It has been a crazy time here. So I am just getting to you post here.
Thank you for the prayers and the time in the River of Love.. I read something earlier, a poem from Daddy-O and in it Love was a swimming teacher...well not really but it was beautifully touching and clever...but it reminded me of the River of love flowing from the divine where we can bask at will. It was you and Aleah who created or revealed perhaps, this place between worlds that can so heal what sometimes seems inconsolable.
We got to visit with Geoff and some friends from US and Canada yesterday. What a joy that was. I hadn't really noticed before how quiet our life is here. It is just George and I for the most part, so it was wonderful to share a meal and some time with some spirit led people.
Our power is soon going to be cut off for a scheduled outage so I can't catch up much right now. but I hope you are feeling better now, Kim. We saw on the news it is already getting very cold up your way.
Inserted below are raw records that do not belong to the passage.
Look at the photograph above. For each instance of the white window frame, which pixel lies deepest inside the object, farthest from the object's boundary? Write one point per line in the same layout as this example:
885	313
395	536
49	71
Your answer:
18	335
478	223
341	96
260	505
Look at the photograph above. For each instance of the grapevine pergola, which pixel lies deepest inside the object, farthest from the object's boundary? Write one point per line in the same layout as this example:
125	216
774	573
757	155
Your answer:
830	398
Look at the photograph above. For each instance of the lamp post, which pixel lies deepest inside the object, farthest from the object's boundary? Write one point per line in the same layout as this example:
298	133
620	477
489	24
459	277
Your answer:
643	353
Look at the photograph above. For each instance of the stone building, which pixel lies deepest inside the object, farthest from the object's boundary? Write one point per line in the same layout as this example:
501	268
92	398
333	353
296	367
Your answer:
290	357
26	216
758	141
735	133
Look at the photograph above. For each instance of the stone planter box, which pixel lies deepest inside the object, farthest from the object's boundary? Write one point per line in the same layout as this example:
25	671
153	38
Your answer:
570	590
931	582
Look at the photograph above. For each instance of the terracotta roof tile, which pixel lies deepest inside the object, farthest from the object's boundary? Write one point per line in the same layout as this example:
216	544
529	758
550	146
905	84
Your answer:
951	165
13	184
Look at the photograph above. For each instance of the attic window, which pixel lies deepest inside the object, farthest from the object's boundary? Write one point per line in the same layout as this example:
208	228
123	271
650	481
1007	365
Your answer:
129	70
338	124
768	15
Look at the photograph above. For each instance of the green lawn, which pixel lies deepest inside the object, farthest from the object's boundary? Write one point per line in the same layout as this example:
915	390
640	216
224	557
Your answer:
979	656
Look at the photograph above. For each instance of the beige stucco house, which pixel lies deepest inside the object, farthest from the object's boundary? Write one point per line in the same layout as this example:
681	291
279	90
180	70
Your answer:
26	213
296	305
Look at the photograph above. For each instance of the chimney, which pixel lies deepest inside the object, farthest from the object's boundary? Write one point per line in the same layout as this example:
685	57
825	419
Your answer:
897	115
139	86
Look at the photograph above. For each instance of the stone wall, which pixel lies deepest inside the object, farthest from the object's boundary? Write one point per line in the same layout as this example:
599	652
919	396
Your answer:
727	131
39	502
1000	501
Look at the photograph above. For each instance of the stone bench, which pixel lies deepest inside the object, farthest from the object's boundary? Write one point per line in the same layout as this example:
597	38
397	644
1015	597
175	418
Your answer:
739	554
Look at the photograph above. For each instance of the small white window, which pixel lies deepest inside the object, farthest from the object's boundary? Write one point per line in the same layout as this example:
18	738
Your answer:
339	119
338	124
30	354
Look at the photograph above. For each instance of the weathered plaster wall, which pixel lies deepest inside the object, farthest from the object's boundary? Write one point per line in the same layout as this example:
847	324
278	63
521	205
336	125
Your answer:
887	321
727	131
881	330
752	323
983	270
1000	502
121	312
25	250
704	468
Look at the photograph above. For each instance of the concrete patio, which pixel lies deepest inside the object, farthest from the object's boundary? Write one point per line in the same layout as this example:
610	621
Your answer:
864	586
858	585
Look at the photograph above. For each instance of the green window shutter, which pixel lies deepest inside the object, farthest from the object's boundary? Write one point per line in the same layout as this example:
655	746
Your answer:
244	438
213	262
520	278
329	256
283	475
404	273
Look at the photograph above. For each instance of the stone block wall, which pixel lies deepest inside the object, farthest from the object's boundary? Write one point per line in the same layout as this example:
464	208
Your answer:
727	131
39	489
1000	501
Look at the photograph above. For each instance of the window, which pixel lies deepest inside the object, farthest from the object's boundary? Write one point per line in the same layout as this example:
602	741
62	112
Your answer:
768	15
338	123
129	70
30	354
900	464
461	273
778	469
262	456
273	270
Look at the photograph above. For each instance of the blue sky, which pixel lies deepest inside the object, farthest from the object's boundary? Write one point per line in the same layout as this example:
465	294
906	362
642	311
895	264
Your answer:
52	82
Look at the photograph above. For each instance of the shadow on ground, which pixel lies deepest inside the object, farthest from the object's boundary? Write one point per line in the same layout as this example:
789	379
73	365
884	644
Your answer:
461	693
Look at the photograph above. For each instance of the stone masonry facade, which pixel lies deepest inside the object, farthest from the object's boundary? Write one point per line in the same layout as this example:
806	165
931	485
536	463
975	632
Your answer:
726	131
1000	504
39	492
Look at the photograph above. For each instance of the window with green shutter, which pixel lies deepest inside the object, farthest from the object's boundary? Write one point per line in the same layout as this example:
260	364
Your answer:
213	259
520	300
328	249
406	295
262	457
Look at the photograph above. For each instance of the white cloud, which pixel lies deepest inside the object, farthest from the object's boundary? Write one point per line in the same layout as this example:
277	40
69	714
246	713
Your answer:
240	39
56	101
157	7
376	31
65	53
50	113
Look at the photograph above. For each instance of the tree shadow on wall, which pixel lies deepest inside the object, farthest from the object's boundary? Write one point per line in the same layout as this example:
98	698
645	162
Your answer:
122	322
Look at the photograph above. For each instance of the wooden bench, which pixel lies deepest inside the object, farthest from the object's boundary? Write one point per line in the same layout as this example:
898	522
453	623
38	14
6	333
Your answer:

Hard to imagine just a couple weeks ago Tiny and Dave were jumping in the waves of your great lake.
I used to think I was the ultimate scaredy cat, no let me rephrase that, I was the ultimate scaredy cat. Then I started thinking, "If I can converse with ghosts and not be the least bit afraid,... then I must be getting braver right? Within reason that is, still not going to find me doing that on the glass walkway over looking the Grand Canyon. Nope, no way man!
No way, sounds like a good theme for the next action movie...What kind of crazy person thought that would be a good idea? LOL Okay...I guess there are plenty of people that have no fear of heights or for their life and I suppose they would enjoy it...But it's good solid granite for my feet and that's well away from the Canyon"s rim.
I hope PP is okay and settled now. The Canadian friends we just met with are in her summer "neck of the woods". Vancouver. I believe PP is still on V Island whereas they are outside of Vancouver in Gibson.
I think I am learning to know my bird friends on their terms and not mine. Not sure what I am trying to say here. They do understand language but more so where it springs from, images, feelings..mindal heart.... and they respond in kind with patience and practice. I've only had a few successes so far but then I don't practice nearly enough. Love is the basis of just about everything if not everything...all beings on this planet are capable of responding to love in kind.... universal language you know...Your on-going experiences with your birds sounds...magical. That's the way it feels for me with kids. Stepping into their space for a little while is spiritual sustenance for me, the same for flowers. You can talk about birds anytime. We can pull out all the books we for identifying, and learning everything about them. Our family loves birds, always seizing the opportunity to stop what were doing to appreciate their wonderment. Dave is great at identifying the songs of the ones around here. My sister and I send pictures back and forth all the time of birds and flowers.
Okay the power line workers are chattering away outside so I had better sign off.